Deuxième problème possible : si ce que j'ai le droit de faire n'est pas juste, on ne comprend plus à quoi sert alors cette autorisation que j'ai à faire telle ou telle action. Pourquoi celle-ci et pas telle autre ? N'est-ce pas précisément parce que le législateur se fonde sur une certaine conception de ce qui est bien ? Ici, on réfléchirait à la fondation du droit : pour qu'il soit créé, ne doit-on pas viser la justice ? Et s'il ne l'atteint pas, que j'ai des droits, sans que ceux ci soient réellement justes, que faire de ces droits ?", analyse notre prof de philo.
- Les pièges à éviter
"Le premier tient à l'inscription du sujet dans son champ. On l'a dit, il semble être un sujet de philosophie politique. Or, la notion de justice a aussi un sens dans le champ moral : ce qui est juste n'est plus alors ce qui est conforme au principe d'égalité, mais ce que je pense, moi, être bon. Ainsi, il ne fallait pas hésiter à voir que le sujet demandait aussi à être renvoyé vers cette dimension morale, quitte à distinguer ce qui est juste du point de vue légal, de ce qui est juste du point de vue moral (et qu'on appellera alors le légitime).

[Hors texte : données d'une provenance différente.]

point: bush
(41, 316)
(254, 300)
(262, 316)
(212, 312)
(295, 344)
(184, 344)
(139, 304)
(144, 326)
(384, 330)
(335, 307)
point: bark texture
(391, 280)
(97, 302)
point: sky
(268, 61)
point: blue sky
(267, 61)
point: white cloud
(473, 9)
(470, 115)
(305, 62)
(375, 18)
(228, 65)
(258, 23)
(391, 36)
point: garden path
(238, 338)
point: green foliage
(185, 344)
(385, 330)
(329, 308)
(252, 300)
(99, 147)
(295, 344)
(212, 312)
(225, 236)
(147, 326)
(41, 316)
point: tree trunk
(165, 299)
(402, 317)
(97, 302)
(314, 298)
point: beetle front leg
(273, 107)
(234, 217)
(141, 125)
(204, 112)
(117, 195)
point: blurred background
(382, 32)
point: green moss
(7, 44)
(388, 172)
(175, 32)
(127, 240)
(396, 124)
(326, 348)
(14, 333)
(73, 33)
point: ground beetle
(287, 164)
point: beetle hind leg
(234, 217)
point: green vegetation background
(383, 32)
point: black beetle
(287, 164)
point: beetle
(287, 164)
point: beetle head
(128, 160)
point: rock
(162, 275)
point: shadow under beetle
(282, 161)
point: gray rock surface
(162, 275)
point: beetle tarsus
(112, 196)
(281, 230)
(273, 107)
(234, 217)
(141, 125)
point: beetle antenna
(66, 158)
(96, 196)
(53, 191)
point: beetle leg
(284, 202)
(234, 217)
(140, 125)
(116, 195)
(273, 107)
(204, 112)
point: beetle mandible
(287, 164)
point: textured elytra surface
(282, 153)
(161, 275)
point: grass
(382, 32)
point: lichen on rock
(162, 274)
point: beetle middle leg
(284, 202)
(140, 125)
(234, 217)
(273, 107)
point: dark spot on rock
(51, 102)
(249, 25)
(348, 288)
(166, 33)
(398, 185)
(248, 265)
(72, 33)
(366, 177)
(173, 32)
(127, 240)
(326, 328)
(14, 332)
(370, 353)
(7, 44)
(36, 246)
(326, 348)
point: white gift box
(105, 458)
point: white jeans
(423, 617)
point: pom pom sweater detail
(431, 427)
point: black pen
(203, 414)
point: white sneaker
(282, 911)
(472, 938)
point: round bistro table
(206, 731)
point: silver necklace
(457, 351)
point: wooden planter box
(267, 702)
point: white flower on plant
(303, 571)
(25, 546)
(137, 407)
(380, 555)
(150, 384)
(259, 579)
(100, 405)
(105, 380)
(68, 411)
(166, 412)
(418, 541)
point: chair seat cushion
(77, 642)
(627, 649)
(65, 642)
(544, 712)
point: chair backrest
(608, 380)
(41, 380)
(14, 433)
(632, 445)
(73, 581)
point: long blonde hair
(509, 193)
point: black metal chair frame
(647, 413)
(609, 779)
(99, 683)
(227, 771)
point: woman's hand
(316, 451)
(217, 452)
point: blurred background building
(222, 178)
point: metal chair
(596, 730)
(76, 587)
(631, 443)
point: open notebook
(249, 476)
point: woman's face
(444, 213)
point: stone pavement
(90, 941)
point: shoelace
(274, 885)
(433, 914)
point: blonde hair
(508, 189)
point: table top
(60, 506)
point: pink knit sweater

Deuxième piège possible : ne pas analyser suffisamment l'idée d'un 'droit à faire quelque chose' : ce droit n'est pas simplement un pouvoir que j'aurais. C'est un pouvoir autorisé par une institution légale. De ce point de vue, il est déjà limité (le droit à faire quelque chose, si c'est vraiment un droit, n'est pas la capacité qu'on aurait à faire n'importe quoi). Ensuite, le droit à faire quelque chose n'est pas synonyme de faire quelque chose : je peux avoir un droit, sans l'exercer. Il ne s'agissait donc pas non plus de se demander si tout ce que je fais, est juste, mais bien si tout ce que j'ai le droit de faire, l'est. Les deux premiers pièges consistent, en réalité, dans la même difficulté à ne pas maîtriser les définitions, et ainsi à ne pouvoir, ni clarifier le discours, ni en penser tous les aspects."
- Les auteurs à citer
"On pouvait convoquer Hobbes, pour qui le droit et la justice sont synonymes. Dans ce cas, dès lors qu'on fait une action selon le droit, on fait aussi une action juste. Aristote permettait quant à lui de penser deux formes de justice, pour ne pas spontanément réduire la justice à son seul sens d'égalité (la distinction entre justice distributive et commutative permettait de voir que pour que l'une des deux s'applique, il faut y réfléchir, et donc qu'il ne s'agit pas simplement pour être juste, de suivre le droit). Platon, via le mythe de Gygès, nous rappelle qu'un homme ayant un pouvoir total de tout faire serait injuste. On pouvait donc l'utiliser pour indiquer la nécessité d'un droit, afin d'accéder à la justice (donc, de choses permises, et d'autres ne l'étant pas, précisément pour éviter ce pouvoir total de tout faire qui entraîne l'injustice). Enfin, Kant, et l'idée que la justice réside, non pas dans l'application pure du droit, mais dans la volonté de rendre son action conforme à celui-ci, permettait de réfléchir aux intentions morales qu'il faudrait pour être réellement juste", détaille Marie-Camille Beignet.
- La référence à l'actualité
"On pouvait renvoyer au projet de moralisation de la vie politique, qui suppose que ce que certains ont actuellement le droit de faire (comme le cumul des mandats), n'est pas juste, et réfléchir ce point : de quel point de vue suppose-t-on que ce qui est actuellement légal, n'est pas juste ?", explique l'enseignante de Blois.